Now Zorn’s face was split by a schoolboy grin. ‘I know, aren’t they?’

‘And of course, Orwell was the perfect man to help you do this. He always had the ability to persuade himself that the best possible course of action was whatever he happened to be doing at the time. He fooled himself first, before he fooled anyone else. Tell me, what did he do with the money you gave him?’

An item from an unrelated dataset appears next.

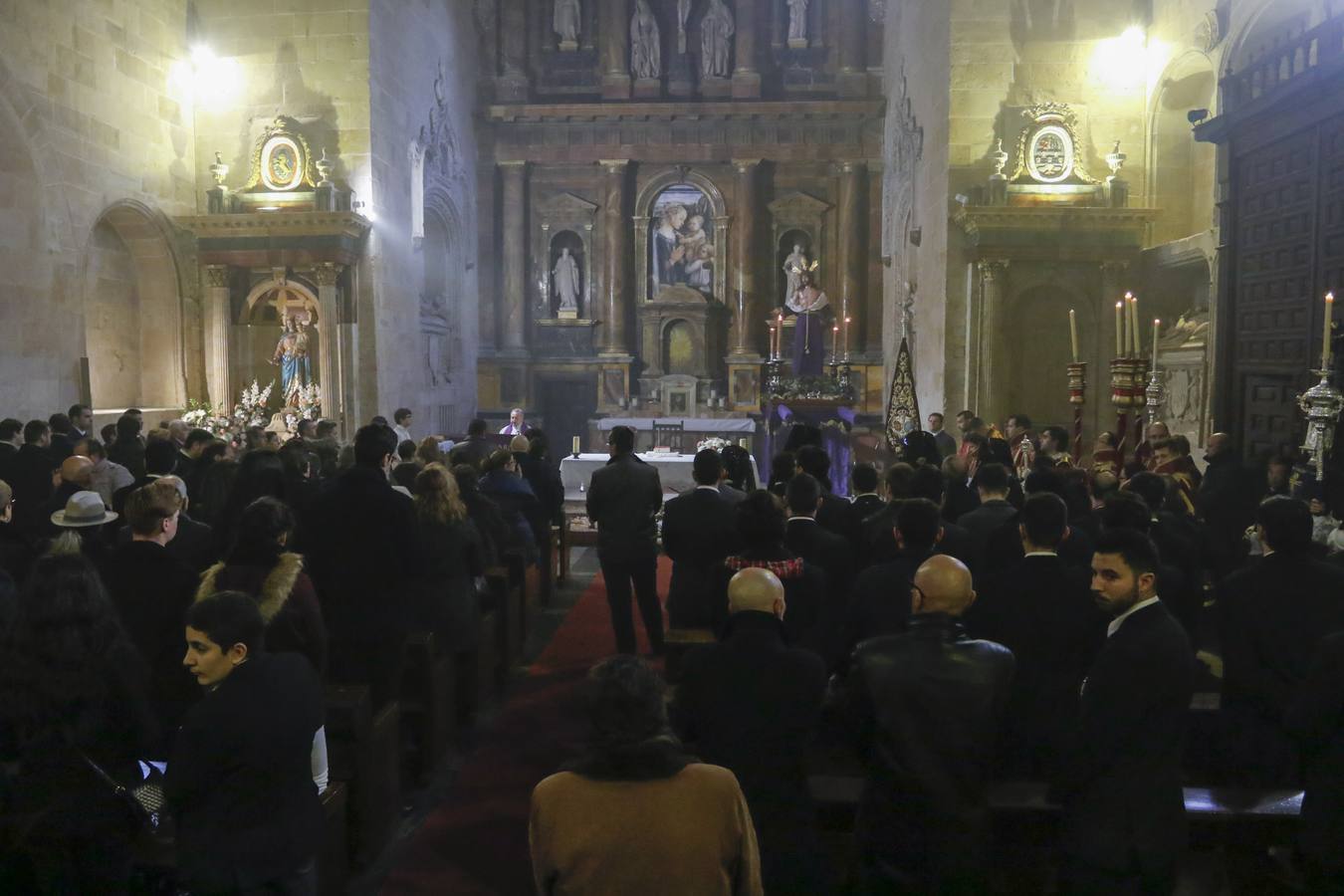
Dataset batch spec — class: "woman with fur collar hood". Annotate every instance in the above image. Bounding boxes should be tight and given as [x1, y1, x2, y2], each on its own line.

‘He gave it right back to me to invest in Zorn Global, of course — his own fee and the charity money!’ Zorn replied gleefully. ‘My bet is he was planning to make a huge profit on all of it, give the charity the original five mill, and keep the rest for himself. I’ve already had messages from his lawyers. Sure as shit they want to know how much money there’ll be for the estate.’

Razzaq nodded. ‘Without any doubt that is what they want. So, Orwell helped you get the money. Then you found a way of multiplying it many times over. And by complete chance this turned out to be more successful than even you could have imagined. I am assuming that today’s events have returned a much bigger profit because of the deaths of Orwell and the rest.’

‘That’s a fair assumption, yes.’

‘All right. But it has also caused you a problem which we need to assess. The plan originally called for you to be assassinated prior to the public launch of the fund. Then I would persuade Orwell to host the event in your memory. I say, “persuade” but of course it would have been simple. He would have loved that chance to be the centre of attention.’

‘Oh yes, I can see him now, giving them all his big, fat Nicholas Orwell grin…’ Zorn agreed.

‘And the investors would all come to the Goldsmiths’ Hall pretending that they were doing it in your memory, but in reality because they wanted to know what was going to happen to their money.’

‘Sure… the contracts they signed when they invested their money specified that in the event of my death, they would receive all the money they had invested, plus eighty per cent of any profits. And after Rosconway, they’d all figure that would be eighty per cent of a helluva lot…’

‘So they would come to toast your memory and their even greater good fortune. And we’d kill them all.’ Razzaq stubbed the cigar out in the ashtray by his side, punctuating his words with downward jabs as he said, ‘Every… last… one of them.’ He sat back in his chair and went on, ‘But now Orwell himself is dead. So I ask you, how will any of the investors be persuaded to attend?’

‘Perhaps you could say that you were going to make the big announcement?’ Zorn suggested.

‘Ha! You forget that I know what is going to happen. I am not that foolish a turkey! And that is why I ask you now whether it would not be simpler to cut this whole project short. You already have enough money to last a thousand lifetimes. I assume that you can make sure that your investors never see a penny of it ever again.’

‘Of course. Hell, the damn money doesn’t really exist to begin with. There’s no pile of gold, no giant suitcase of cash. It’s just digits, you know, bits of data that get switched from one server to another. It can vanish into the ether any time.’

‘And so can you,’ said Razzaq. ‘So my advice is, do it now. Disappear. Go. Vanish.’

‘Well, that’s good advice. Don’t get me wrong, Ahmad, I appreciate your concern, and I can see the sense of it.’